I was solving one programming puzzle, which says that:
Somebody asks you how much competitors do you have and you answer that K part started with first problem, M with second, N with third while D think where to start. If it's true statement you should find number of competitors(S) or say that statement is incorrect.
We can create an equation and solve it:
S/K + S/M + S/N + D = S
S = D * K * N * M / (K * N * M - N * M - K * M - K * N )
If denominator <= 0 or numerator % denominator <> 0 we can say that statement is incorrect, otherwise it's true.
I also assumed that I can solve this task using lcm in such a way:
S = lcm(lcm(K, N), M)
and if
S/K + S/N + S/M + D == S
than statement is correct, otherwise it's false.
But in this case I can't pass all the tests.
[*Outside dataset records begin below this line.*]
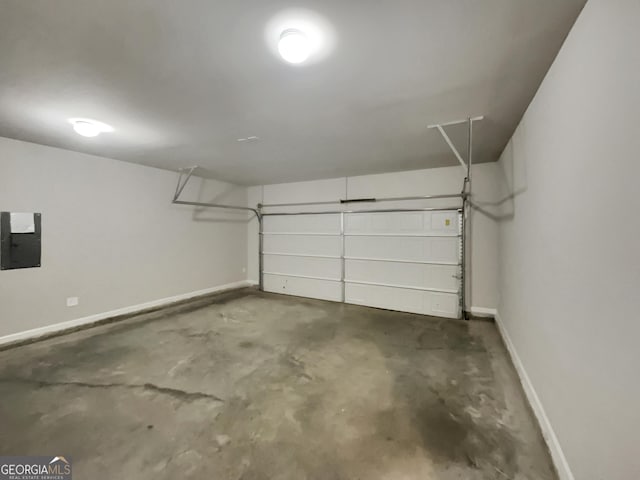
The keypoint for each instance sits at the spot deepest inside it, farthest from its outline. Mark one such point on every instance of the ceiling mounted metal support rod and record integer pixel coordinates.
(451, 145)
(440, 127)
(383, 199)
(180, 187)
(327, 212)
(456, 122)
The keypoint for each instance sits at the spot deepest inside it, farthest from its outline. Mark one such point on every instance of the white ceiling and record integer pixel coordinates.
(181, 81)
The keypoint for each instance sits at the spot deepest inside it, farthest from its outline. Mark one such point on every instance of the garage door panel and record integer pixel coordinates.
(303, 287)
(406, 261)
(403, 223)
(414, 301)
(303, 244)
(419, 249)
(306, 266)
(437, 277)
(300, 224)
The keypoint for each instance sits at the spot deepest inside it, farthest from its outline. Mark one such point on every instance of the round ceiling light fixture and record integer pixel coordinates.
(294, 46)
(89, 128)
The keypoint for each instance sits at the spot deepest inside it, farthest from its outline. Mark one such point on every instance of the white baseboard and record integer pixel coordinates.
(557, 455)
(484, 311)
(58, 327)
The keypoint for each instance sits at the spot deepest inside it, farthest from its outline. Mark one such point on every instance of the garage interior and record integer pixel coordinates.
(320, 240)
Can you tell me if my assumption is incorrect?
You can solve your equation for $S$: $$S=\frac D{\left(1-\frac1K-\frac1N-\frac1M\right)}.$$
The first thing to check is that $S$ is an integer, which can be done with integer arithmetic exactly as you described.
If it is an integer, then you also have to check that each of $S/K$, $S/N$ and $S/M$ are integers, or equivalently that $S \mathrm{\ mod\ } K$, $S \mathrm{\ mod\ } N$, and $S \mathrm{\ mod\ } M$ are all zero. This is the same as checking that $\mathrm{lcm}(K,N,M)$ divides $S$, so in principle you can do this part with lcm.